Silica Gel Supported Solid Amine Sorbents for CO2 Capture

Abstract

Point source CO₂ capture (PSCC) is crucial for decarbonizing various industrial sectors, while direct air capture (DAC) holds promise for removing CO₂ directly from the air. Sorbents play a critical role in both technologies, with their performances, efficiency, cost, etc., largely depending on which type is used (physical or chemical). Solid amine sorbents (SAS) employed in the chemical adsorption of CO₂ are suitable for both PSCC and DAC. SAS offer significant advantages over liquid amines such as monoethanolamine (MEA), due to their ability to perform cyclic adsorption–desorption with much lower energy requirement.

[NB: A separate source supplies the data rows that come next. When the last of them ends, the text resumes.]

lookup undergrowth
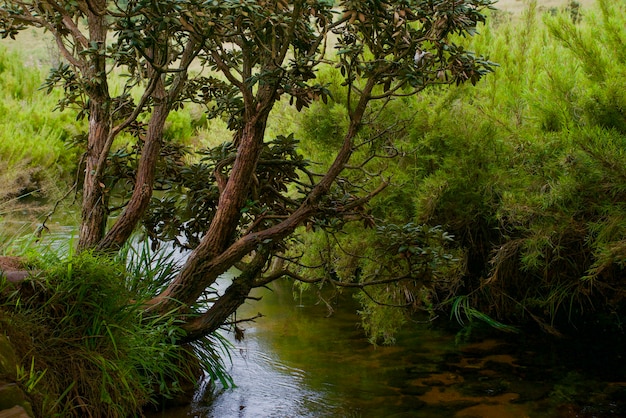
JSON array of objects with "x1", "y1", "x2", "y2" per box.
[{"x1": 0, "y1": 242, "x2": 232, "y2": 418}]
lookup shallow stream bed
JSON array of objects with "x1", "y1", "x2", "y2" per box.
[{"x1": 145, "y1": 285, "x2": 626, "y2": 418}]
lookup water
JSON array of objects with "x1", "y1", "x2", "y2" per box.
[
  {"x1": 6, "y1": 217, "x2": 626, "y2": 418},
  {"x1": 146, "y1": 284, "x2": 626, "y2": 418}
]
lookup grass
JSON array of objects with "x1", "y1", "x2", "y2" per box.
[{"x1": 0, "y1": 243, "x2": 232, "y2": 418}]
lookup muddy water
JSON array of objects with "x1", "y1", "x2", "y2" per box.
[{"x1": 145, "y1": 285, "x2": 626, "y2": 418}]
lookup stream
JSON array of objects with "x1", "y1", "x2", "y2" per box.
[
  {"x1": 5, "y1": 222, "x2": 626, "y2": 418},
  {"x1": 145, "y1": 283, "x2": 626, "y2": 418}
]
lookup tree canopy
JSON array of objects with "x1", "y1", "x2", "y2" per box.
[{"x1": 0, "y1": 0, "x2": 493, "y2": 341}]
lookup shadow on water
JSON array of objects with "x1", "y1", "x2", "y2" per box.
[
  {"x1": 5, "y1": 214, "x2": 626, "y2": 418},
  {"x1": 145, "y1": 283, "x2": 626, "y2": 418}
]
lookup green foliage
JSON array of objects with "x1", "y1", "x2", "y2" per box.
[
  {"x1": 0, "y1": 48, "x2": 78, "y2": 206},
  {"x1": 0, "y1": 245, "x2": 232, "y2": 417}
]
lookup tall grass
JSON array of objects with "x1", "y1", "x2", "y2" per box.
[
  {"x1": 0, "y1": 47, "x2": 80, "y2": 207},
  {"x1": 286, "y1": 0, "x2": 626, "y2": 338},
  {"x1": 0, "y1": 242, "x2": 232, "y2": 418}
]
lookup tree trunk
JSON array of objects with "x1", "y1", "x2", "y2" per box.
[
  {"x1": 78, "y1": 0, "x2": 111, "y2": 250},
  {"x1": 97, "y1": 81, "x2": 170, "y2": 251}
]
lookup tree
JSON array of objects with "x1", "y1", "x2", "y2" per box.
[{"x1": 0, "y1": 0, "x2": 492, "y2": 340}]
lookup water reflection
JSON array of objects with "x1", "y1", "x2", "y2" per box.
[{"x1": 149, "y1": 278, "x2": 626, "y2": 418}]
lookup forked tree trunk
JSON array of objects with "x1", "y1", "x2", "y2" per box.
[{"x1": 78, "y1": 0, "x2": 111, "y2": 250}]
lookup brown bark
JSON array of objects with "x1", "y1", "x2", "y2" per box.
[
  {"x1": 78, "y1": 0, "x2": 111, "y2": 250},
  {"x1": 152, "y1": 82, "x2": 275, "y2": 311},
  {"x1": 97, "y1": 88, "x2": 170, "y2": 251},
  {"x1": 150, "y1": 81, "x2": 375, "y2": 341}
]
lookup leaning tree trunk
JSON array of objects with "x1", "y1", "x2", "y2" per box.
[{"x1": 78, "y1": 0, "x2": 111, "y2": 250}]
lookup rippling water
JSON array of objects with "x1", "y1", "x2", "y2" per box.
[{"x1": 146, "y1": 278, "x2": 626, "y2": 418}]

The environmental concern associated with MEA can be mitigated by SAS. Support materials have a significantly important role in stabilizing amine and enhancing stability and kinetics; varieties of support materials have been screened at a laboratory scale. One promising support material is a silica gel (SG), which is commercially available and attractive for designing cost-effective sorbents for large-scale CO₂ capture. Various impregnation methods such as physical adsorption and covalent functionalization have been employed to functionalize silica surfaces with amines. This review provided a comprehensive critical analysis of SG-based SAS for CO₂ capture. We discussed and evaluated them in terms of their adsorption capacity, adsorption, and desorption conditions, and the kinetics involved in these processes. Finally, we proposed a few recommendations for further development of low-cost, lower carbon footprint SAS for large-scale deployment of CO₂ capture technology.